Per analogia, noi occidentali andiamo a combattere nei paesi arabi perché amiamo gli arabi e vogliamo far loro dono della sacrosanta democrazia. Poi, che il nostro intervento serve per portare pace fra tribù tradizionalmente ostili tra loro, con tanti piccoli signori della guerra che opprimono la popolazione, mentre la nostra presenza serve per portare ordine ed equilibrio tra le fazioni perennemente in lotta. E infine, che la nostra opera di sterminatori è insostituibile quando si tratta di gestire animali nocivi come i terroristi. E poco importa che a creare i medesimi siano stati i nostri servizi segreti.
L’importante è l’immagine che verrà recepita dalla nostra opinione pubblica.
Infine, sulle pulsioni più recondite che soggiacciono allo scatenarsi periodico delle guerre, al di là dei proclami deliranti di chi vedeva in esse la massima igiene del mondo, c’è un aspetto poco conosciuto messo in evidenza da Massimo D’azeglio, nei suoi ricordi, dove afferma che “la guerra è moralmente più salutare ai popoli che le lunghe paci. La fedeltà ad un dovere difficile e pericoloso tempera gli animi, e li rende atti a far bene e fortemente anche fuori dell’armi. Da tutto questo ne verrebbe però una conseguenza curiosa; che un popolo, cioè, per serbare le virtù che lo salvino dalla decadenza, debba per necessità uccidere ogni tanto un dato numero dei suoi vicini”.

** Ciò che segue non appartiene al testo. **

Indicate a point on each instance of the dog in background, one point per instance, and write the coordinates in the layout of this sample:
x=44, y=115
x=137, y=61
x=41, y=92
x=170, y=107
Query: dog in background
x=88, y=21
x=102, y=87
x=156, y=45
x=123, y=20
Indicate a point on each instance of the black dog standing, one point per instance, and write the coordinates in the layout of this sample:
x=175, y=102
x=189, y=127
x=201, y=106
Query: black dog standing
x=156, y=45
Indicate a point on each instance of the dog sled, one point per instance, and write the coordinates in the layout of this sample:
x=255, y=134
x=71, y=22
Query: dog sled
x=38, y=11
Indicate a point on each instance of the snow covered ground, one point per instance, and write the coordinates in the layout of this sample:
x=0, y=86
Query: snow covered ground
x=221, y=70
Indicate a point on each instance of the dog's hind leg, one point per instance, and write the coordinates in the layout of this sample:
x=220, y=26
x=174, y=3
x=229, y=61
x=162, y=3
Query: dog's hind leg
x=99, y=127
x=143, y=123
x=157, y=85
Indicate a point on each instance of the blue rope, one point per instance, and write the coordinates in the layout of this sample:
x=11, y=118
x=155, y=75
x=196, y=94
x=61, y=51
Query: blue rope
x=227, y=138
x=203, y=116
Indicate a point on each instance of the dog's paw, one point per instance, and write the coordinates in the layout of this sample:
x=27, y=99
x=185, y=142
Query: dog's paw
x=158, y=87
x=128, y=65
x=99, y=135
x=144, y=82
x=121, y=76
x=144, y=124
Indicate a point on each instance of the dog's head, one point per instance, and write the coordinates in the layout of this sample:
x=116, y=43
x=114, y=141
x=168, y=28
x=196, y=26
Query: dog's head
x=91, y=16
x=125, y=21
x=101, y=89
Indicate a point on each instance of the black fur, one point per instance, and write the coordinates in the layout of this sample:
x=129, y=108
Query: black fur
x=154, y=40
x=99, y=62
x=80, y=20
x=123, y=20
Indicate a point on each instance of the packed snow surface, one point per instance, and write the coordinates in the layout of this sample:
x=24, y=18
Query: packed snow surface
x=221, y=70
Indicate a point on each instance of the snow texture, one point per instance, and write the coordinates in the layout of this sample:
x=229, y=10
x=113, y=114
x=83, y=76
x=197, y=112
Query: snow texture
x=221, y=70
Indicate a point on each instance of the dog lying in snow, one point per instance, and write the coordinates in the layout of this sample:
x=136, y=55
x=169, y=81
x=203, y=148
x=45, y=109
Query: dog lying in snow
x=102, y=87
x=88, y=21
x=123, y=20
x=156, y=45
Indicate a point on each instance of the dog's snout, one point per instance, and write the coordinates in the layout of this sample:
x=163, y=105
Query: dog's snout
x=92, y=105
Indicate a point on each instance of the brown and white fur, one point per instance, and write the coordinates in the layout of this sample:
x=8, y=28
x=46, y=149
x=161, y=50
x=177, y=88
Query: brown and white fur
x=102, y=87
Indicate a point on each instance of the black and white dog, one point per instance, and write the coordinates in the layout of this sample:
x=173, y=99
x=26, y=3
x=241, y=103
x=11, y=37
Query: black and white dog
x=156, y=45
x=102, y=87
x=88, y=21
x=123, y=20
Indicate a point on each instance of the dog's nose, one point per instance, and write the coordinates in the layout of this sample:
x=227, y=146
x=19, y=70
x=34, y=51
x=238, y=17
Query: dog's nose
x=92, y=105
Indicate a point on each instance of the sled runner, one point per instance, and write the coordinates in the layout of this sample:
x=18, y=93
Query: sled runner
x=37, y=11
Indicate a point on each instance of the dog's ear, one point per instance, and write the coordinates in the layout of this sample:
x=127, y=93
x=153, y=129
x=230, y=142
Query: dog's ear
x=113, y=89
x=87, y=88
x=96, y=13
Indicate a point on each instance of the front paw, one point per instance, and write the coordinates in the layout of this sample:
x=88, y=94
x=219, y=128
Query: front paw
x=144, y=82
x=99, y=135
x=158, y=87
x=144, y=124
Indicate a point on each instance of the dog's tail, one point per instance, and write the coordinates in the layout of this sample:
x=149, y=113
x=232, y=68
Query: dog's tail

Sembrerebbe che l’intuizione di D’azeglio calzi a pennello con Israele che non ha bisogno di salvarsi dalla decadenza, ma che deve lottare per la sua stessa esistenza come nazione. Il che è comprensibile, anche se non accettabile nelle conseguenze pratiche.
Altre nazioni guerrafondaie come gli USA, se seguiamo lo stesso ragionamento, devono far scoppiare conflitti con i vicini (meglio se lontani) per salvarsi dalla decadenza, ma noi vediamo che la decadenza del popolo americano avanza ugualmente, se non altro sul piano economico. E quindi l’assioma del D’azeglio non è del tutto corretto.

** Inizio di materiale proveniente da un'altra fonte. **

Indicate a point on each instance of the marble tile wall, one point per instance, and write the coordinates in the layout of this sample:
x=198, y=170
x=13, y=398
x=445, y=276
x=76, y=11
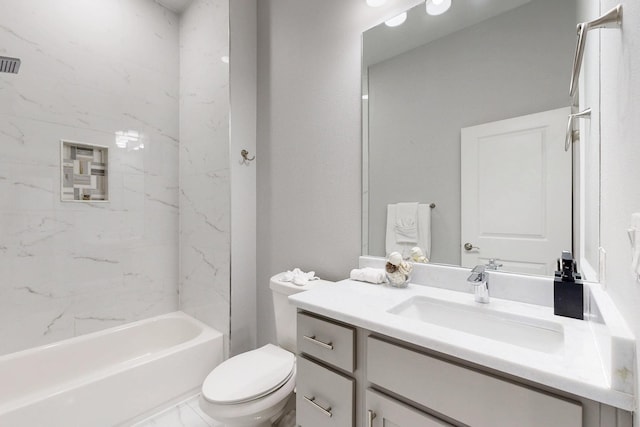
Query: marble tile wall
x=204, y=164
x=89, y=70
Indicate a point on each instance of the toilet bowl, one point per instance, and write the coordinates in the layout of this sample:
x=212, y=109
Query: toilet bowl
x=252, y=389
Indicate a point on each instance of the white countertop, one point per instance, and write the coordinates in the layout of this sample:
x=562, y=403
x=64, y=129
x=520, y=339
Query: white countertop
x=583, y=366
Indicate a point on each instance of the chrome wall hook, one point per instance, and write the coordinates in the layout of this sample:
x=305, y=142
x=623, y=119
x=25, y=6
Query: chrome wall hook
x=573, y=135
x=245, y=156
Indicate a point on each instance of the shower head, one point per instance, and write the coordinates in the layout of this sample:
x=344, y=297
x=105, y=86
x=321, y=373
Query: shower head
x=9, y=65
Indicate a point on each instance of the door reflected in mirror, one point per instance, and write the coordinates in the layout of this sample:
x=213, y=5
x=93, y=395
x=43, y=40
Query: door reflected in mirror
x=440, y=96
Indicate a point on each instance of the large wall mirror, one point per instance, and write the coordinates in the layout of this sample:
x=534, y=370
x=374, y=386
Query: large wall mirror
x=466, y=112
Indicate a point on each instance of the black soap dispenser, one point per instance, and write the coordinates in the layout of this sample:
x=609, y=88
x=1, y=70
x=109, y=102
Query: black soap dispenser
x=568, y=294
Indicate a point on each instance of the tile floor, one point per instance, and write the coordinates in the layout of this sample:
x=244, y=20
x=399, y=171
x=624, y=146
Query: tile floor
x=185, y=414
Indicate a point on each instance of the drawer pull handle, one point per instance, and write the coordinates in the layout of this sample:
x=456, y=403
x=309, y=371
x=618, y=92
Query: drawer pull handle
x=311, y=400
x=320, y=343
x=370, y=416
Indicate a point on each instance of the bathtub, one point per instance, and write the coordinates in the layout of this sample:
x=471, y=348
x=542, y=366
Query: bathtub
x=108, y=378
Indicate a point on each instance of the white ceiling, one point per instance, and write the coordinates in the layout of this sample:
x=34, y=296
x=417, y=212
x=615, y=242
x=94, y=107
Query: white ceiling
x=175, y=5
x=382, y=42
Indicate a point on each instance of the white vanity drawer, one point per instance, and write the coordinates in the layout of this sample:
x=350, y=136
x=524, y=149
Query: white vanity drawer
x=326, y=341
x=383, y=411
x=463, y=394
x=323, y=397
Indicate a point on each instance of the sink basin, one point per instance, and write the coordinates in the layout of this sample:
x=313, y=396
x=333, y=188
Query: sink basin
x=531, y=333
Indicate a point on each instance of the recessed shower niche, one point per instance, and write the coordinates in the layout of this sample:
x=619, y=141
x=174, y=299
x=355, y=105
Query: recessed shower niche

Applicando lo stesso principio al fenomeno venatorio, si dovrebbe concludere che 750.000 italiani uccidono per diletto un numero incalcolabile di nostri vicini animali, perché è il popolo italiano che ha bisogno di salvarsi dalla decadenza. Il che mi ricorda ciò che dissero alcuni boy scout in merito all’uccellagione, la quale terrebbe lontano i giovani dalla droga, perché se ci si alza al mattino presto per andare nel roccolo, non si ha tempo di andare in discoteca a impasticcarsi.
A me i boy scout sono sempre stati antipatici! Sono la versione postfascista degli avanguardisti e dei balilla, con la differenza che questi maneggiavano fucilini di legno, mentre i boy scout maneggiano, o almeno ci provano, le loro teste di legno. Ho imparato a diffidare di chi fa vita all’aria aperta, perché è all’aria aperta che i loro padri vanno a caccia e i loro zii vanno in Afghanistan. Ma perché non se ne stanno tutti a casa a collezionare soldatini?

Note:

2 commenti:

  1. Io non ho mai fatto il boy scout e nemmeno il chierichetto.
    Sono andato però in colonia marina tutti gli anni, d'estate, dai sei ai dodici, perché mio padre era dipendente statale. L'azienda che organizzava le colonie si chiamava ENPAS. Ora non esiste più. E nemmeno mio padre.